If we examine Wotan’s initial remark closely, {{ we find that #46 seems to rise from the orchestra as Wotan chastises Mime for asking after futile, far-off (“Fernen”) things, }} and #37 is heard as Wotan points out that what Mime most needed to know, he failed to inquire after. {{ If #46, the motif representing Alberich’s Hoard of knowledge, is indeed sounding at this point [#46’s presence here needs to be vetted], }} the implication is that Mime asked only about objective matters, matters embraced by our general fund or hoard of knowledge, which concern the ways of the world and its history, and the egoistic nature of man, which Wotan had been content to suppress by storing this knowledge in his unconscious mind, Bruennhilde. It is precisely this knowledge – of what Wotan calls futile, far-off (“Fernen”) things - which Bruennhilde redeems from its horror by distilling its essence as musical motifs.
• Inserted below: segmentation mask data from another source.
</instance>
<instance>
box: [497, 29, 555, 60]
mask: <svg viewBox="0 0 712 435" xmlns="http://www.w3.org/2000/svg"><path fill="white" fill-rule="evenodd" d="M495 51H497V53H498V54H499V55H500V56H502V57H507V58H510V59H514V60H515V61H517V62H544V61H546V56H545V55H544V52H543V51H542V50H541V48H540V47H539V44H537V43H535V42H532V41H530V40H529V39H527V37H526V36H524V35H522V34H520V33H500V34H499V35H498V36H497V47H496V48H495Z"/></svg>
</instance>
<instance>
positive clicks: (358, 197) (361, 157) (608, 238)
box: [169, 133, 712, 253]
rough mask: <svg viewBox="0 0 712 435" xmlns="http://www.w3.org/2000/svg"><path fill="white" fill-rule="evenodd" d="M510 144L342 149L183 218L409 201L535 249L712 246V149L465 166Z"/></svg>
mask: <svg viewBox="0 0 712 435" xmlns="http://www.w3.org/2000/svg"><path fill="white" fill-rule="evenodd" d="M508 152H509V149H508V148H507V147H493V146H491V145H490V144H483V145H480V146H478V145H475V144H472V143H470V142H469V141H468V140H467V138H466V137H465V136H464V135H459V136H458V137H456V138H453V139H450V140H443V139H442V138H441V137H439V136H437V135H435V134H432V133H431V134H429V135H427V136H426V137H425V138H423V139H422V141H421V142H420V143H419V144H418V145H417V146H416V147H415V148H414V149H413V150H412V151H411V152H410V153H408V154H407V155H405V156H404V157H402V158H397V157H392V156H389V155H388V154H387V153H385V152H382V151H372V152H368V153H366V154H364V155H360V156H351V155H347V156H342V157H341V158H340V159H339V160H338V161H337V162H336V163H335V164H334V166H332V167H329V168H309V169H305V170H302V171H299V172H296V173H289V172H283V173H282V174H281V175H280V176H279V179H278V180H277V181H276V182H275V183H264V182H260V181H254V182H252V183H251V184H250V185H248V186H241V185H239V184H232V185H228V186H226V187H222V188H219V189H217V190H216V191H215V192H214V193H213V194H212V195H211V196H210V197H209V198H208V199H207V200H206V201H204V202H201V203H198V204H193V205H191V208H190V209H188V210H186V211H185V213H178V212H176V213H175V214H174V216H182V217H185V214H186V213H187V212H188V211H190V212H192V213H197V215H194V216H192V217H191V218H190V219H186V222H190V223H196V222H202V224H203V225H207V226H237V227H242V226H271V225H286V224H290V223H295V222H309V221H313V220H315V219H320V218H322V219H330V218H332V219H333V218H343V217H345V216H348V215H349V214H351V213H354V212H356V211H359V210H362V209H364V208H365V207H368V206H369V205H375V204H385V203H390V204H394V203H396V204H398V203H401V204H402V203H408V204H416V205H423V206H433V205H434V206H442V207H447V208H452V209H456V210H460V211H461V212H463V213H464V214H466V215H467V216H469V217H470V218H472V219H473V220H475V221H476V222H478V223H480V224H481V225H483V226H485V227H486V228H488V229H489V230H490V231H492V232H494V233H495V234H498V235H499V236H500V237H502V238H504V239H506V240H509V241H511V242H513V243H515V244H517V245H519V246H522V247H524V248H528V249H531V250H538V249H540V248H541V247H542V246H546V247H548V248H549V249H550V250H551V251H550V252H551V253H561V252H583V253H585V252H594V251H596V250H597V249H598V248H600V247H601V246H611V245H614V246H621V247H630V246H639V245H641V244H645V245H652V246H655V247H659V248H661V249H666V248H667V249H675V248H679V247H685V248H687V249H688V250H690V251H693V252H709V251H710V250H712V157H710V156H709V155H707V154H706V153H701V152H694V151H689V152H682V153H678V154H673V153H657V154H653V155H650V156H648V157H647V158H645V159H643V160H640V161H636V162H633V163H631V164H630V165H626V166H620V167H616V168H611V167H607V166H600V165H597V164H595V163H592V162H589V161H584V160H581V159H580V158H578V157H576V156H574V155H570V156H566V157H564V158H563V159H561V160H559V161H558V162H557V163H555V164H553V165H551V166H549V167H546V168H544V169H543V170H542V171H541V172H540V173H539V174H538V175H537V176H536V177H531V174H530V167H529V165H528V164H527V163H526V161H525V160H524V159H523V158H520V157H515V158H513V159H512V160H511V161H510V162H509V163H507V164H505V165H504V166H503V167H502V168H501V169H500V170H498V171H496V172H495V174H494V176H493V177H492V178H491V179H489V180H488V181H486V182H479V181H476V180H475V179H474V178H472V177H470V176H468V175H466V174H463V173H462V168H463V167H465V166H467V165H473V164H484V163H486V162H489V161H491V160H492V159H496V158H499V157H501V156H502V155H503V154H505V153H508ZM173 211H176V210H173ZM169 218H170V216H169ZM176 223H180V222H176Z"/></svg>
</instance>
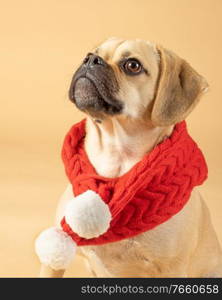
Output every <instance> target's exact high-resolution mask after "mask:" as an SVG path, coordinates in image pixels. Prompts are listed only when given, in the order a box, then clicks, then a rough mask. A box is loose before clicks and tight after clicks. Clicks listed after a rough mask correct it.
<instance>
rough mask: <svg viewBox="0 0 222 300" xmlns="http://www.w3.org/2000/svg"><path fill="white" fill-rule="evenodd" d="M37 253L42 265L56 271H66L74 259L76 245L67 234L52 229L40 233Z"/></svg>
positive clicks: (63, 231)
mask: <svg viewBox="0 0 222 300" xmlns="http://www.w3.org/2000/svg"><path fill="white" fill-rule="evenodd" d="M35 251H36V253H37V255H38V257H39V260H40V261H41V263H43V264H45V265H46V266H49V267H51V268H52V269H54V270H65V269H66V268H67V267H68V265H69V264H70V263H71V261H72V260H73V258H74V255H75V252H76V244H75V242H74V241H73V240H72V238H71V237H70V236H69V235H68V234H67V233H66V232H64V231H63V230H61V229H59V228H56V227H51V228H49V229H46V230H44V231H43V232H42V233H40V235H39V236H38V238H37V239H36V241H35Z"/></svg>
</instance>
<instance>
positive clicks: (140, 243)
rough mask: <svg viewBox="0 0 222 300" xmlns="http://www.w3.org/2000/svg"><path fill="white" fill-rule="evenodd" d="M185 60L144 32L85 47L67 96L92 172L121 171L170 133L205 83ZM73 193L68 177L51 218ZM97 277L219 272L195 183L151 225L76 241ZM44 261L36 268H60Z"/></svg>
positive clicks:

This term “far-off” (“Fernen”) is Wagner’s code-word for all the knowledge of the world and history and their concerns, and self-knowledge, which Wotan had to cast away by storing it in Bruennhilde through his confession, so that he could be reborn, minus the burden of this conscious knowledge, as the innocent Siegfried, as per Wagner’s following observation:

[P. 202] In the free self-determining of the Individuality there … lies the basis of the social Religion of the Future … .

[P. 203] (…) … we may guess the measureless wealth of living individual relationships, if we take them as purely-human, ever fully and entirely present; i.e., if we think every extrahuman or non-present thing that in the State, as Property and historic Right, has placed itself between them, has torn asunder their ties of Love, has dis-individualised, Class-uniformed, and State-established them, -- if we think this all sent far away [“Fernen”?]. “ [514W-{50-1/51} Opera and Drama: PW Vol. II, p. 202-203]

What ought to have concerned Mime most was how to re-forge Nothung, i.e., how to restore lost innocence and obtain redemption from the loveless, prosaic reality represented by Alberich’s Hoard of knowledge and his Ring-power. The price man has paid for possessing Alberich’s Ring of consciousness is represented motivally by #37, the “Loveless Motif,” which is derived from #18, the motif representing both Alberich’s renunciation of love (instinctive feeling, the heart) for the sake of the Ring’s power (the power of thought, the head), and man’s need to restore the love which has been sacrificed.